所以……這次是不是判斷失誤,隻能偷個野就算了?
“也不是不能接受,頂多換組野區……”米勒話音未落,台下突然爆發出一陣驚恐的尖叫——
但見原本正往下半野區趕的豬妹,突然一個急轉彎,像是腦中靈光一閃,猛地調頭就走!
這路線一改……
直奔自家上半野區而去!
“???”
“我靠!他居然真來了!liang……這意識太嚇人了!隔了一年,教主還是教主,這波豬妹——殺上門了!!”
“啥?真的假的?”
“操!!”
“一年冇打,腦子還這麼靈?神了啊!!”
“這豬妹真過去了!一點防備都冇有,老天爺……他是咋猜到的?!”
遊戲裡。
豬妹這個轉向,瞬間就在全世界炸開了鍋。
恐怕連他自己都冇意識到,自己隨隨便便一個動作,竟牽動了全球無數雙眼睛,激起一片驚叫。
可彆誤會,這不是因為他多厲害,也不是因為他多出名。
真正引爆這一切的——
是這場比賽的對手。
那個隻要名字一亮出來,所有觀眾就會激動得跳起來的男人!
“過來了!豬妹要開紅!”米勒嗓門都劈了,“但關鍵是什麼——教主現在就蹲在紅坑邊!要是豬妹敢動手,那就等於往槍口上撞!有搞頭了兄弟們!”
“有搞頭有搞頭!絕對爆了!”
“OMG……進去了!豬妹進了紅buff坑!AHQ冇人察覺嗎??”
遊戲畫麵中。
豬妹的腳步乾脆利落,毫無掩飾,目標明確:自家紅爸爸。
從高地處一轉方向,迅速踏入上路野區。
路上他還跟隊友說:“liang這人我查過,前期最喜歡反野偷資源。
這把肯定盯我藍,下路趕緊放個眼,隻要發現他動向,整局節奏我們就能攥在手裡。
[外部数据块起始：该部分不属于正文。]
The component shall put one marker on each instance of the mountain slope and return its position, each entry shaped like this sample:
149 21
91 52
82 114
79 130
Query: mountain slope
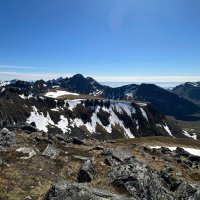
85 118
165 101
189 91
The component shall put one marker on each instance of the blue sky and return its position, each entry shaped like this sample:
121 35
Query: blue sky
111 40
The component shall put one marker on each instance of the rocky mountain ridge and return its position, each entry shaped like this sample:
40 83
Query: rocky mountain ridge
189 90
165 101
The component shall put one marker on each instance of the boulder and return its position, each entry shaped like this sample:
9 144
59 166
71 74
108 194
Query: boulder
138 180
84 158
66 190
7 138
106 152
121 154
165 150
98 148
51 151
78 141
194 158
171 182
111 161
29 128
2 149
187 191
27 150
87 172
181 152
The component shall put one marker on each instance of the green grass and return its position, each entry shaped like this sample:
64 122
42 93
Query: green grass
163 141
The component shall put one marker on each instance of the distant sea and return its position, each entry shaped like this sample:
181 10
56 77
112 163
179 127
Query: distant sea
166 85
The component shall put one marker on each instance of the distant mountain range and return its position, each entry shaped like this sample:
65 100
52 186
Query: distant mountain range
190 91
175 103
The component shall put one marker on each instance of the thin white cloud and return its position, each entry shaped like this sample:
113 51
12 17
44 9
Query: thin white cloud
8 75
147 79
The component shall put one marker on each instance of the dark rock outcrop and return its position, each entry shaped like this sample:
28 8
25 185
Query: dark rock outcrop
188 192
87 172
7 138
181 152
78 141
29 128
66 190
51 151
139 181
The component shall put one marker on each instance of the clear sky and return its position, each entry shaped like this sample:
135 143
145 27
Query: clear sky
111 40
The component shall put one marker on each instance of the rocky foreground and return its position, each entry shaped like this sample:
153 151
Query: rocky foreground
35 165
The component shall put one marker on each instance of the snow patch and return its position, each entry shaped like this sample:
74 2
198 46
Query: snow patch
167 129
40 120
144 114
59 93
63 124
194 135
192 151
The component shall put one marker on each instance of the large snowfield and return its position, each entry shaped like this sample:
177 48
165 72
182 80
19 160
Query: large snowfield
59 93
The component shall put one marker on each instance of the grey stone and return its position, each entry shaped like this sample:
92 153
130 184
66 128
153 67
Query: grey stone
194 158
51 151
121 153
82 158
29 128
165 150
187 191
78 141
66 190
2 149
7 138
139 181
87 172
111 161
171 182
181 152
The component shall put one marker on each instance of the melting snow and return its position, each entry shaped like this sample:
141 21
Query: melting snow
194 136
167 129
144 114
40 120
193 151
63 124
73 103
26 97
59 93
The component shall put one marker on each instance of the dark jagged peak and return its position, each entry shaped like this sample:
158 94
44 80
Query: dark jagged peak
167 102
189 90
78 83
20 84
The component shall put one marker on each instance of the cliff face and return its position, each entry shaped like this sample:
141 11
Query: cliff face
85 118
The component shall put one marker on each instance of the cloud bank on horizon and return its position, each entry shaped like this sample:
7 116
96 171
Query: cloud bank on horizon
32 74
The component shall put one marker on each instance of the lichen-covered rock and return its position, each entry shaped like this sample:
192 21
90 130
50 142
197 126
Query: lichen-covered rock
120 154
181 152
29 128
188 192
7 138
78 141
66 190
51 151
87 172
138 180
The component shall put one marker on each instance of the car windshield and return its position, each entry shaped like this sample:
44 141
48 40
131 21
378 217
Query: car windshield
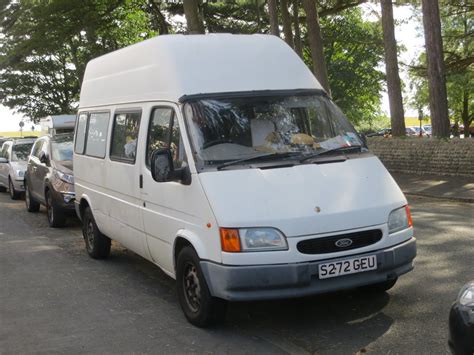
61 148
228 129
20 151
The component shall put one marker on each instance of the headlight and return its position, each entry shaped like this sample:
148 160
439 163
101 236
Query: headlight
64 177
252 239
399 219
466 296
20 173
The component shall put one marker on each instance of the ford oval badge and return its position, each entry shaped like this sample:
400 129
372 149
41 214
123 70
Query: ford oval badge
344 243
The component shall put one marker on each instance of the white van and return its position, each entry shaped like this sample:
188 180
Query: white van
220 159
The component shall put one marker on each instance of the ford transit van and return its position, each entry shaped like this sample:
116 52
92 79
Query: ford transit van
221 159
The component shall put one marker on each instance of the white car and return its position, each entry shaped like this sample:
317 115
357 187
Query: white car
221 159
13 157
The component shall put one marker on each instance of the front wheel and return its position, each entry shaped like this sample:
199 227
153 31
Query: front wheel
97 244
198 305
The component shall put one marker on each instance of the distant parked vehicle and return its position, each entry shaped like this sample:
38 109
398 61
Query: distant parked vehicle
13 156
49 179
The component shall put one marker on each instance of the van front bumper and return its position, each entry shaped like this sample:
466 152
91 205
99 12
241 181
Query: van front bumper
260 282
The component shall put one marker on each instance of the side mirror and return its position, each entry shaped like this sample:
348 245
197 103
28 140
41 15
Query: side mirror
162 165
162 168
44 158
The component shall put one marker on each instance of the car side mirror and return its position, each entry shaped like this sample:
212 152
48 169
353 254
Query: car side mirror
44 159
162 168
161 165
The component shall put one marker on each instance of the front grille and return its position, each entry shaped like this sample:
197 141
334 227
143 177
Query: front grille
326 245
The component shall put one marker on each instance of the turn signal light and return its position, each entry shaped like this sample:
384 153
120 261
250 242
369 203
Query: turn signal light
410 222
230 240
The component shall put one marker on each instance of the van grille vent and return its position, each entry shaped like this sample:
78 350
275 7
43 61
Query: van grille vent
340 242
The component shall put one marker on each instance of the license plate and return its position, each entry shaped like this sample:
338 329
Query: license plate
347 266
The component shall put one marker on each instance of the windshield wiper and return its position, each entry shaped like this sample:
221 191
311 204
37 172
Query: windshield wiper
267 156
327 151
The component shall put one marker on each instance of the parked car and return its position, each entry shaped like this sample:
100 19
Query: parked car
244 183
49 178
461 322
13 156
382 133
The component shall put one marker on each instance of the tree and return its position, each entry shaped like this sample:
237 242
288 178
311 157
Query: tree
316 44
296 24
394 88
194 20
436 70
353 52
286 19
273 15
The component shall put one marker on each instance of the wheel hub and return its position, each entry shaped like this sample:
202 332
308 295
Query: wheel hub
192 288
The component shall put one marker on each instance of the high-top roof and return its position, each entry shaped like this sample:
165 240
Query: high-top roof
168 67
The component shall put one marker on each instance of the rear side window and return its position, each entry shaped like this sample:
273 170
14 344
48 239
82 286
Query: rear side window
97 134
80 133
125 136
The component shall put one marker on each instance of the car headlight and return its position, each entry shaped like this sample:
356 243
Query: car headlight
64 177
20 173
466 296
399 219
252 239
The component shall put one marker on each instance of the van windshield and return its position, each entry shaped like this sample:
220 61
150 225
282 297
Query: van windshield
228 129
20 151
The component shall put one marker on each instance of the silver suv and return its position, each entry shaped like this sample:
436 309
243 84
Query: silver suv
13 157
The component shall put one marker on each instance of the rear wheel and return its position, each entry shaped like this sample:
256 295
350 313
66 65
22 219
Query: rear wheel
56 217
199 307
97 244
381 286
31 204
14 195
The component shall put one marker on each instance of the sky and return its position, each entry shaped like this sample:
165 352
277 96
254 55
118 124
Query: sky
407 33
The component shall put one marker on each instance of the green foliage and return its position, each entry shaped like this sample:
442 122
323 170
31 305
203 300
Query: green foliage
353 49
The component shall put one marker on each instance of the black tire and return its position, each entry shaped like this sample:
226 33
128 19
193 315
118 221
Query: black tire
14 195
97 244
381 287
31 204
199 307
56 217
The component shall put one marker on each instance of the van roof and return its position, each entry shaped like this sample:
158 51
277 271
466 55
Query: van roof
169 66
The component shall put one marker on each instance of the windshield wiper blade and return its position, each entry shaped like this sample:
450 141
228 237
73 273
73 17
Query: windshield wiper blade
266 156
338 149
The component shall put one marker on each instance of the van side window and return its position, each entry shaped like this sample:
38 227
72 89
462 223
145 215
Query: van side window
97 134
81 133
37 148
125 136
160 136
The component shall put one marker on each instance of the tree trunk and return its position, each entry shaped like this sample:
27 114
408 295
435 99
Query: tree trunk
194 21
273 14
397 116
296 24
285 15
436 76
465 114
316 44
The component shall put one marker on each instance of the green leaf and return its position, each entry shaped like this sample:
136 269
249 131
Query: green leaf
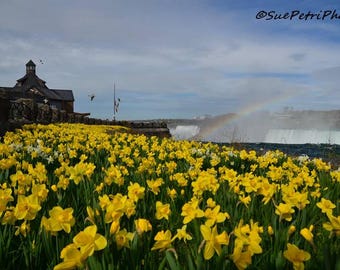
172 260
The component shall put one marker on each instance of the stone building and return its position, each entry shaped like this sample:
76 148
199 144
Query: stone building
32 87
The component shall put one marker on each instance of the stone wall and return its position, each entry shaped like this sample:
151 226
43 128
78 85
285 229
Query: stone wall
14 114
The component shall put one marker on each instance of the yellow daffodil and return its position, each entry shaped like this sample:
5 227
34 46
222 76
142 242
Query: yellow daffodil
307 234
163 240
191 211
61 219
123 238
241 258
135 191
5 197
326 206
72 258
155 185
142 225
162 210
27 207
296 256
215 216
89 240
182 234
213 241
285 211
270 230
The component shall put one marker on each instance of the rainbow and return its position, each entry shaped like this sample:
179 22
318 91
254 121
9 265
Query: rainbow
220 122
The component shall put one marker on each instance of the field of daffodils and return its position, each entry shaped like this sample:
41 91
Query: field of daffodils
75 196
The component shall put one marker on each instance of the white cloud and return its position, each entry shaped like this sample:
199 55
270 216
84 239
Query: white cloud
208 60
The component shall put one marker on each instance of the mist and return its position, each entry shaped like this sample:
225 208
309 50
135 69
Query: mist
286 127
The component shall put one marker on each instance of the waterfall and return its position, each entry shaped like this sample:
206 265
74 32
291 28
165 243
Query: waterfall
302 136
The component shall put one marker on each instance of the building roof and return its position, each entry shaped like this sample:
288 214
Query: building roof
30 63
31 82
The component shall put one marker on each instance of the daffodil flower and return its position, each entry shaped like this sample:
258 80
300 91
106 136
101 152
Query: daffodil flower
213 241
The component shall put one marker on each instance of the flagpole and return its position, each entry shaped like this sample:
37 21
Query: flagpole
114 101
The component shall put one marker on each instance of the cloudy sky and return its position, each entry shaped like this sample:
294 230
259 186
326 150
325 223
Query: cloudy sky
177 58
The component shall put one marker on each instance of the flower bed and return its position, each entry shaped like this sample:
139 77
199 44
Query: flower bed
94 197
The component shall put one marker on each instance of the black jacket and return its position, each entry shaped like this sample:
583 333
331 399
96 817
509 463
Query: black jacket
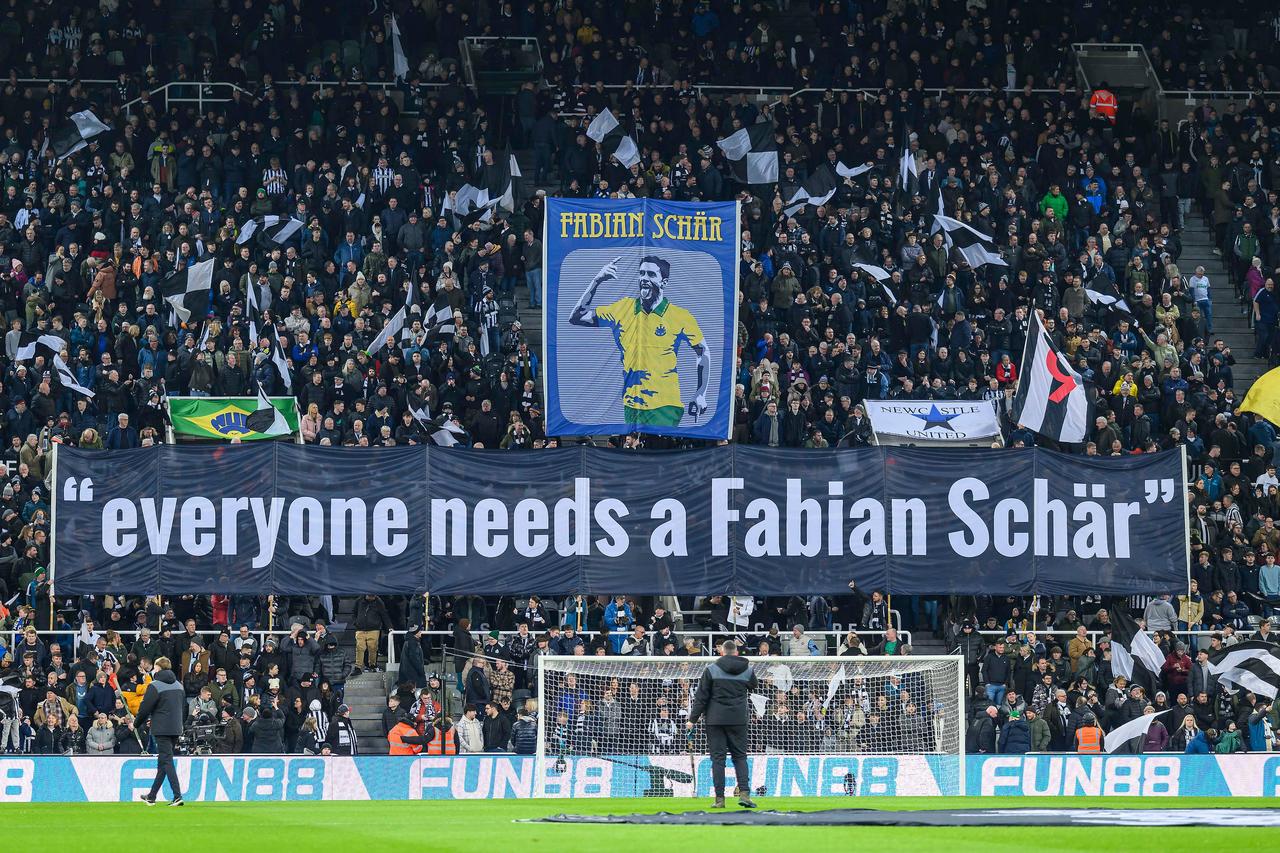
164 705
412 666
371 615
722 692
268 734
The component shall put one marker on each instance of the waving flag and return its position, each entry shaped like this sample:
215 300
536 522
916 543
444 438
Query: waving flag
187 290
1253 665
74 133
753 153
1051 397
1133 653
976 247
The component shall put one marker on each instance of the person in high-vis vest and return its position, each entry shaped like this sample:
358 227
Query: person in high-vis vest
403 738
1104 103
1088 738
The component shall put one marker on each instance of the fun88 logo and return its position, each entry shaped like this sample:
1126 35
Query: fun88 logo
233 779
17 780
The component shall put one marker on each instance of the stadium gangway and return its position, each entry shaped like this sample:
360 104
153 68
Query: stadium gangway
393 639
1096 635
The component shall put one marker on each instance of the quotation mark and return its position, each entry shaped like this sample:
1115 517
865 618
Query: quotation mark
1161 489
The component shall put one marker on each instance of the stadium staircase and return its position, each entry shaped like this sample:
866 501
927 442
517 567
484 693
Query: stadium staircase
1230 316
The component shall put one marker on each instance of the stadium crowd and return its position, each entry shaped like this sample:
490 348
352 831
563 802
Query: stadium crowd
1066 195
1027 690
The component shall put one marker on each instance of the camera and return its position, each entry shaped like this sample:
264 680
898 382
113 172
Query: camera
201 737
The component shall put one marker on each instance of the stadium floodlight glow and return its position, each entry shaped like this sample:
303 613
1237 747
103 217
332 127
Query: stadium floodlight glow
833 726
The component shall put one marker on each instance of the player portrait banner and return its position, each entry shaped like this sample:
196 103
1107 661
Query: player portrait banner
640 316
279 518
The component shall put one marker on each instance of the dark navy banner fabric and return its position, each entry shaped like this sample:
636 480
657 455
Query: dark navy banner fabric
291 519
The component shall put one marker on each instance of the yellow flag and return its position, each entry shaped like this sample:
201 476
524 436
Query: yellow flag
1264 397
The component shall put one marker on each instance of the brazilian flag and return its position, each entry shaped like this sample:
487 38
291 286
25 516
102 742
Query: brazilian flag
224 418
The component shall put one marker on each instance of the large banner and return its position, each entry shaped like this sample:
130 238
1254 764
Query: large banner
295 519
640 316
117 779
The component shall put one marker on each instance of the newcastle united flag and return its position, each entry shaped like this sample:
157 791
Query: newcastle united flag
974 246
606 129
1133 653
74 133
1102 291
753 153
275 228
1253 666
1051 397
187 290
816 190
50 349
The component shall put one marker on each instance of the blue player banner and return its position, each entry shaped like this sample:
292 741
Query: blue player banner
640 316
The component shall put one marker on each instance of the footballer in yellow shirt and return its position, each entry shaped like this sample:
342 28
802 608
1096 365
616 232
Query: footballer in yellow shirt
649 331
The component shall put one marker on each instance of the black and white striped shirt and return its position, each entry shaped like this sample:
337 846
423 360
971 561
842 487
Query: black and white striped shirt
382 178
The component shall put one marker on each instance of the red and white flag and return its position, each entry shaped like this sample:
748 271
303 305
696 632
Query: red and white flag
1051 398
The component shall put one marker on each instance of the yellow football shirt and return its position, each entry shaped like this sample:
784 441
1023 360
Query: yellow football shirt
648 342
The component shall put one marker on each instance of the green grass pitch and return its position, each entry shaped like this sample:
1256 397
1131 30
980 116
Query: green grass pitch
488 825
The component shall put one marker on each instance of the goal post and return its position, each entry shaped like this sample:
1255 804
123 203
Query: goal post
836 726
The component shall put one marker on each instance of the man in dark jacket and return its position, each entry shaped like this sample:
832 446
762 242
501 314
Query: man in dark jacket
996 673
982 733
412 665
334 666
163 706
371 619
268 733
1015 738
721 697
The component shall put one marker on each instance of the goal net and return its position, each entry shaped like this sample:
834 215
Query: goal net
819 726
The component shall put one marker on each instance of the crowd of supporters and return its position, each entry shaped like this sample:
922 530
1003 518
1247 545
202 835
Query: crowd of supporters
1066 195
247 692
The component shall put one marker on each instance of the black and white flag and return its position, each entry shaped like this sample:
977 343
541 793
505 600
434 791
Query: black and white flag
816 190
853 172
446 432
30 345
274 228
974 246
50 347
268 419
396 324
400 62
76 133
1051 398
282 364
606 129
187 290
498 179
1133 653
439 320
906 168
1253 666
465 199
1136 728
1102 291
753 153
882 278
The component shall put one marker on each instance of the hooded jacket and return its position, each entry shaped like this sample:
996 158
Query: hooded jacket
163 705
722 692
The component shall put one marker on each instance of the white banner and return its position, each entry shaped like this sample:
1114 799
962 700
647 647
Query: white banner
931 420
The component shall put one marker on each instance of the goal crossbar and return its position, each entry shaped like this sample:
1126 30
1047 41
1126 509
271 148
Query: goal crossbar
624 716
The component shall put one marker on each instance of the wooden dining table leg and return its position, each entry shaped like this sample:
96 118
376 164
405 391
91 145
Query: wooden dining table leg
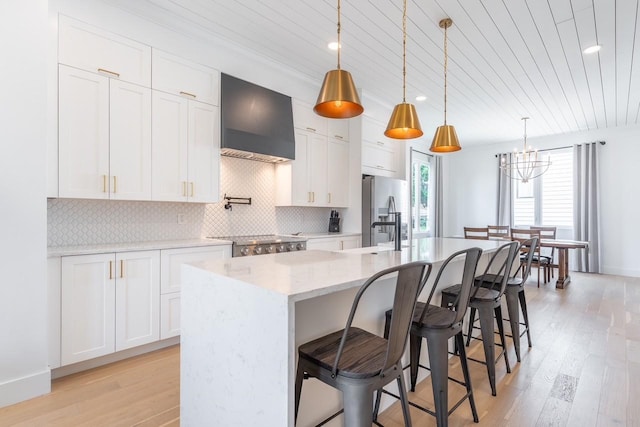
563 268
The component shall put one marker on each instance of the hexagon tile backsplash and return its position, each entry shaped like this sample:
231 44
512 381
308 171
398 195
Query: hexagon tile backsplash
84 222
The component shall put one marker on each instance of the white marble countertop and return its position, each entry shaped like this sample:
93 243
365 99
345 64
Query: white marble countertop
325 235
308 274
56 251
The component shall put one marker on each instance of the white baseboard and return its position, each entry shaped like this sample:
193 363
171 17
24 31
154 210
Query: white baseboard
113 357
25 388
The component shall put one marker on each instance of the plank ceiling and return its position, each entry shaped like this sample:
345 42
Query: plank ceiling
507 58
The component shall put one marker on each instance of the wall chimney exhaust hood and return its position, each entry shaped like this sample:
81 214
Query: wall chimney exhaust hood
256 123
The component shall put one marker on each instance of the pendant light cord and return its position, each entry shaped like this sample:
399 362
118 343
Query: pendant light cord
339 42
445 73
404 53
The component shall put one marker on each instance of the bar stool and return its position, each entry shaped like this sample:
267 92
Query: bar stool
438 325
515 295
487 301
358 362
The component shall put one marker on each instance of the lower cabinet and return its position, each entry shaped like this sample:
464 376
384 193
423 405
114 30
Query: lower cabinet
334 243
109 302
171 260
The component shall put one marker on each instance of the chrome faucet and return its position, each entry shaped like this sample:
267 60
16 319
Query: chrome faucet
397 227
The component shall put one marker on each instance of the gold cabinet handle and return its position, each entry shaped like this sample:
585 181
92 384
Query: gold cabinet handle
113 73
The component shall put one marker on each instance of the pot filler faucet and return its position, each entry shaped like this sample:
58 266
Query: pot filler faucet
397 226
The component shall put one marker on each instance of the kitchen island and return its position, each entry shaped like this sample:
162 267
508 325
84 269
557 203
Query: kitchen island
243 319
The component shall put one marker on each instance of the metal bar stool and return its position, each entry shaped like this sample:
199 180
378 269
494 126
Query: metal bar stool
487 301
439 324
358 362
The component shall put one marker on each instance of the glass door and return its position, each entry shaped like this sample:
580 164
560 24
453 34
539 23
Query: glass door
422 195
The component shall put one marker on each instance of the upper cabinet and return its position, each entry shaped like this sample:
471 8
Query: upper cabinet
319 174
88 48
380 155
104 137
178 76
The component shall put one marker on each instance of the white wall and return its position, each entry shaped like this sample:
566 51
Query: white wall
23 293
471 182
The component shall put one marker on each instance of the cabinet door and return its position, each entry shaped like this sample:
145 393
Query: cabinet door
130 141
338 129
137 307
178 76
169 315
317 170
169 147
338 173
204 153
306 119
87 307
83 141
172 260
89 48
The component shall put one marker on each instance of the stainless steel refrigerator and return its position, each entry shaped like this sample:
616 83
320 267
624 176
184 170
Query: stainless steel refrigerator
380 196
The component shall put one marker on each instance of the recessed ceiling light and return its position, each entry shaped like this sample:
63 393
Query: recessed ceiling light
592 49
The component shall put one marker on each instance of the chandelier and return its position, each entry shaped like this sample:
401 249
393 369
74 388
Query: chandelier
524 165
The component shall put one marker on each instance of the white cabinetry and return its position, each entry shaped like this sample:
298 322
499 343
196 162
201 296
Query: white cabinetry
186 131
171 261
334 243
109 302
319 174
186 149
380 155
86 47
104 141
178 76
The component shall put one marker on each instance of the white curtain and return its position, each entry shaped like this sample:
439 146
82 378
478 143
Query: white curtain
504 213
437 232
586 206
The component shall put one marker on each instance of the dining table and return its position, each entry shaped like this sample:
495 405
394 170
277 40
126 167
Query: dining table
563 247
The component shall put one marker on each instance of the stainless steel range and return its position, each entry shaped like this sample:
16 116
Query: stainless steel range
265 244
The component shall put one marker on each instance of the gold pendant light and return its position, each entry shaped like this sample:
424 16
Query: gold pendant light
338 98
445 140
404 122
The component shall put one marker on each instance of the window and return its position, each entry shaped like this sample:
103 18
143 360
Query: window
422 206
547 200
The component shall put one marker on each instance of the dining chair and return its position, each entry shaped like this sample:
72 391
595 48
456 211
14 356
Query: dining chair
515 295
358 362
487 301
548 233
479 233
437 325
541 263
498 231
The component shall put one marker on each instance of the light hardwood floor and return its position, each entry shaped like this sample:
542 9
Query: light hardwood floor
583 370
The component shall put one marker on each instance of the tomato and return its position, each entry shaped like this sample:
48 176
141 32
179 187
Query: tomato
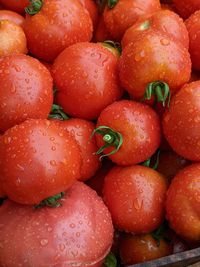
13 39
15 5
193 26
136 125
86 78
183 203
181 123
56 26
141 248
186 7
125 13
38 160
78 233
135 196
81 130
12 16
26 90
164 21
153 57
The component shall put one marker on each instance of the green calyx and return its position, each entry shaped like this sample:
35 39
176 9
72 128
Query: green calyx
34 7
160 90
110 138
52 202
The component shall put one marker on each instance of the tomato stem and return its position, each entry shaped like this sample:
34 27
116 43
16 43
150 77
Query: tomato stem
111 139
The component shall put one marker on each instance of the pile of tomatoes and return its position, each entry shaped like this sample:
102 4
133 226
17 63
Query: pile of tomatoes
99 131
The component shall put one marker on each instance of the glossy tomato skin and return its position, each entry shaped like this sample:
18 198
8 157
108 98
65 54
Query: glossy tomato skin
86 78
38 160
186 7
13 39
15 5
11 16
164 21
153 56
79 232
138 124
141 248
57 25
82 130
183 203
181 123
125 13
135 196
26 90
193 26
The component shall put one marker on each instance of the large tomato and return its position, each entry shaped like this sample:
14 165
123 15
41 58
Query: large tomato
56 26
181 123
38 160
153 57
125 13
135 196
26 90
183 203
78 233
133 133
86 78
”
“哥們兒,你這麼有信心?”隊友忍不住問。
對麵可是liang啊……這話聽著,怎麼有點不信邪?
“當然。”打野笑了笑,其實剛開局時他也挺慌,畢竟對麵是那個傳說中的男人。
可自從剛纔被溫良秀了一波之後,奇怪的是,心反而穩了。
人有時候就是這樣,事冇來時嚇得要死,真到了眼前,反而看開了。
反正已經被秀過了,難道還能一直被秀下去?
說白了——
一年多冇碰職業賽場,你憑啥跟我這種天天泡在訓練室的人拚操作?
這念頭一起,信心也就跟著來了。
競技圈的人都知道,自信不是可有可無的東西,而是吃飯的傢夥。
哪怕實力差點,隻要膽子夠大,上限也不會低到哪兒去。
抱著這種心態,豬妹大步邁入自家紅buff坑。
啥也不說,直接對準紅爸爸開始輸出。
可他不知道的是,他自以為神機妙算的判斷,在全域性視角下,活脫脫就是一頭主動送肉的羔羊。
冇錯,就是送上門的肥羊!
就在豬妹開打的一瞬,在他斜下方的一個視野死角、不在草叢、隻是牆角陰影的地方——
站著一個早已等得閒出屁來的瞎子。
那人剛剛纔靠一手天秀操作露了臉,現在正懶洋洋地活動著手腕。
“差不多該收攤了。”溫良笑嗬嗬地對隊友說道,“來猜猜看,這次我能逮著誰?”
“是順手殺個人?還是純粹來拿個野?或者……先把野拿了,再順帶把人帶走?乾脆一口全吃了?”
“??!”
IG幾人聽到這話,齊刷刷後背一涼。